The long-awaited release of Cyberpunk 2077 brings to an end years of feverish anticipation for those who have been itching to roam the streets of Night City, but it’s only the latest example of gaming’s fixation with the trappings of the cyberpunk genre.
It’s perhaps inevitable that gaming and cyberpunk are so closely entwined, given that both were birthed in the technological boom of the 1950s and gained mainstream pop culture presence around the same time in the late 70s and early 80s. The hard part is working out how to separate the games that cherry-picked aspects of the cyberpunk aesthetic – of which there are literally hundreds – from those that are, or at least attempted to be, genuine examples of cyberpunk fiction. For that, we need to nail down the genre’s key tropes; namely a dystopian outlook on the near-future, an interest in alternate digital realities, drug or technology assisted human modification, and a cultural milieu in which corporate interests have long since outranked the quaint notion of elected government.

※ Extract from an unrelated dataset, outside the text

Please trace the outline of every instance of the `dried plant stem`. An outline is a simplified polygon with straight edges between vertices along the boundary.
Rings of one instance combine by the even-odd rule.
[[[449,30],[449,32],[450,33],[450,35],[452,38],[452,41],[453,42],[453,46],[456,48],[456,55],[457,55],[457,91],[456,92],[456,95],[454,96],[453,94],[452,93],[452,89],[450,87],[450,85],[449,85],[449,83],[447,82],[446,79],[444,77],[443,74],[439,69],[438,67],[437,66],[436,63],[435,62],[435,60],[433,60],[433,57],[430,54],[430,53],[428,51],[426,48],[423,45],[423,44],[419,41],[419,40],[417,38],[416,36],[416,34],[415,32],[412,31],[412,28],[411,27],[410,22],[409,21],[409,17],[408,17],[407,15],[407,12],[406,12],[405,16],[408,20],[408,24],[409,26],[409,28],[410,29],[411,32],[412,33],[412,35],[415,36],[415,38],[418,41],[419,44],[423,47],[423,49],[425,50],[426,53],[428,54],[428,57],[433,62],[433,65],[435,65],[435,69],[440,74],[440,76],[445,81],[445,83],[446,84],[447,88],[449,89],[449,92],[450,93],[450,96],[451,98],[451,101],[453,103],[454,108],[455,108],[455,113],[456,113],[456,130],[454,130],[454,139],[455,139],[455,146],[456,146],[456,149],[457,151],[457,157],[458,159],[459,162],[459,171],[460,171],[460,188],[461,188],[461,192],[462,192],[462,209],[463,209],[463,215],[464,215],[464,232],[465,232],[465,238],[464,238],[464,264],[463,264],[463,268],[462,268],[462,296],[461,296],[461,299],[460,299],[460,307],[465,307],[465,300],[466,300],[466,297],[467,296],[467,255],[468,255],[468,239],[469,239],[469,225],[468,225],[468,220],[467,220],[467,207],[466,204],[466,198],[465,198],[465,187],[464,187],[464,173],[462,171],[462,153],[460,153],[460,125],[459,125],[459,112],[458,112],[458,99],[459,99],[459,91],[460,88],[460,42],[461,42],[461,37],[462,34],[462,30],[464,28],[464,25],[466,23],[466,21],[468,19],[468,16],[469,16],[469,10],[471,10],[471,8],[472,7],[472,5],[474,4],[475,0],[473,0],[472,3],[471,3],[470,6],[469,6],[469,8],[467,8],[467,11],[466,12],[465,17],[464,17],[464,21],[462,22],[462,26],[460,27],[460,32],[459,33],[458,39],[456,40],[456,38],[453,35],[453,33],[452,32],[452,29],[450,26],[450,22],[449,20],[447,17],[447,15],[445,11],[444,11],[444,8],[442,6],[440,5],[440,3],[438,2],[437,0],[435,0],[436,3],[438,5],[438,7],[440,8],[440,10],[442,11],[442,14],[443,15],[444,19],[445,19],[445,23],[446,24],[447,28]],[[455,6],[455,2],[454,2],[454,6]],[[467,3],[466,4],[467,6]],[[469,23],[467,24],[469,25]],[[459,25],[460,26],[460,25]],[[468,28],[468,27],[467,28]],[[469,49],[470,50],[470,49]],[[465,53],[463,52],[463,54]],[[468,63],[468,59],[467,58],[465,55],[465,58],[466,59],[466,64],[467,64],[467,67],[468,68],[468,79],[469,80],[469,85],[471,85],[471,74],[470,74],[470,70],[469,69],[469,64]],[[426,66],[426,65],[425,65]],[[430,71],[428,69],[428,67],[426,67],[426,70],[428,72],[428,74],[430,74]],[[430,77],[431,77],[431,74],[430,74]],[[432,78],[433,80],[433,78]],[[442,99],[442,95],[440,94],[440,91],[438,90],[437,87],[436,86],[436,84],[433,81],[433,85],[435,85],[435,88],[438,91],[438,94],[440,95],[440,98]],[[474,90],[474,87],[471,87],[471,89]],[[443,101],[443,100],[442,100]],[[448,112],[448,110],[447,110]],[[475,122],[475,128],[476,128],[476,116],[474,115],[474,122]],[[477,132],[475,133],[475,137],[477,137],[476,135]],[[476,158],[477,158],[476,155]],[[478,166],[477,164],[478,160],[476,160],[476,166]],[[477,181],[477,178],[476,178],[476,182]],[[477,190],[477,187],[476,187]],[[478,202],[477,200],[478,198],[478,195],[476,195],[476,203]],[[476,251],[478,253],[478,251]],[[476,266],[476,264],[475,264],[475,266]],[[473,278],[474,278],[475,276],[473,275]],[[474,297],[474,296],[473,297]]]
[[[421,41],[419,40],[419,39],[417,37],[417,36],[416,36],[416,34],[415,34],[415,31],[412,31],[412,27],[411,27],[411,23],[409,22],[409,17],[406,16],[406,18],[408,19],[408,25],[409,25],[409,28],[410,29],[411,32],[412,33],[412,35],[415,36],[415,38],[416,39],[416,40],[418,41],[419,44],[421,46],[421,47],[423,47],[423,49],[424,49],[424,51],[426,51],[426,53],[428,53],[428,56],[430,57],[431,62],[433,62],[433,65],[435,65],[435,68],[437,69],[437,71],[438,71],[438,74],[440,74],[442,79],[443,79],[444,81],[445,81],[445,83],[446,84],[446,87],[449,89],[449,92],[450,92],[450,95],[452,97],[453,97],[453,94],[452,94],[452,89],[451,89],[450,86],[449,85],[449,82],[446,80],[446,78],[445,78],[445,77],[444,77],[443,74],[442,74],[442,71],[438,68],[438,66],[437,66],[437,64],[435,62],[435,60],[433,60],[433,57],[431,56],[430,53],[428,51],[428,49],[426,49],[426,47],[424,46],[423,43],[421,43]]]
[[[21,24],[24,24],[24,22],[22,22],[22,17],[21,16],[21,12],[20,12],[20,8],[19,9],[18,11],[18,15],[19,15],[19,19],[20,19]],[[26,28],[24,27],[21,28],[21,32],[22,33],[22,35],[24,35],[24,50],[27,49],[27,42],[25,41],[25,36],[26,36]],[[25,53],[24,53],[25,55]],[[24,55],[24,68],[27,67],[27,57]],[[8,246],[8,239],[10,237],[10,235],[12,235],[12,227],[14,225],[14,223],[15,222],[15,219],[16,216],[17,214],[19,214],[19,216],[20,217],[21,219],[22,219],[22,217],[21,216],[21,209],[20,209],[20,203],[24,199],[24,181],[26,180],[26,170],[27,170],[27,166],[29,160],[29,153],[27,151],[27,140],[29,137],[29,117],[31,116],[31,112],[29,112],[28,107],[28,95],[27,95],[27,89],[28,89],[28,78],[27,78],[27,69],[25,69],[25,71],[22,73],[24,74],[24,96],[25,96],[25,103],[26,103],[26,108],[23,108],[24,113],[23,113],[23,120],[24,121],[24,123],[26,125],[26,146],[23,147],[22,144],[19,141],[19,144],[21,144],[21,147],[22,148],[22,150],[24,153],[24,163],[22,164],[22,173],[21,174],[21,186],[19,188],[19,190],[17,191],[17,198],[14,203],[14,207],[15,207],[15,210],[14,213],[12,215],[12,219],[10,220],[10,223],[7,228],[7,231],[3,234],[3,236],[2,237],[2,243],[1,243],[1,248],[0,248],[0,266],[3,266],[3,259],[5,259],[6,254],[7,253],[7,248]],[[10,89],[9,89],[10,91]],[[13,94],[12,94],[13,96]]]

Things got started pretty early, with adaptations of 1980s cyberpunk movies for 8-bit home computers like the ZX Spectrum. The Blade Runner game, rather cunningly, was licensed from the eerie synth score by Vangelis rather than the more costly movie despite asking you to fly your “Spinner” craft over Los Angeles, locating errant replicants then chasing them down in simple foot chases. An amusing distraction, but one that failed to grapple with the themes of cyberpunk in any meaningful way.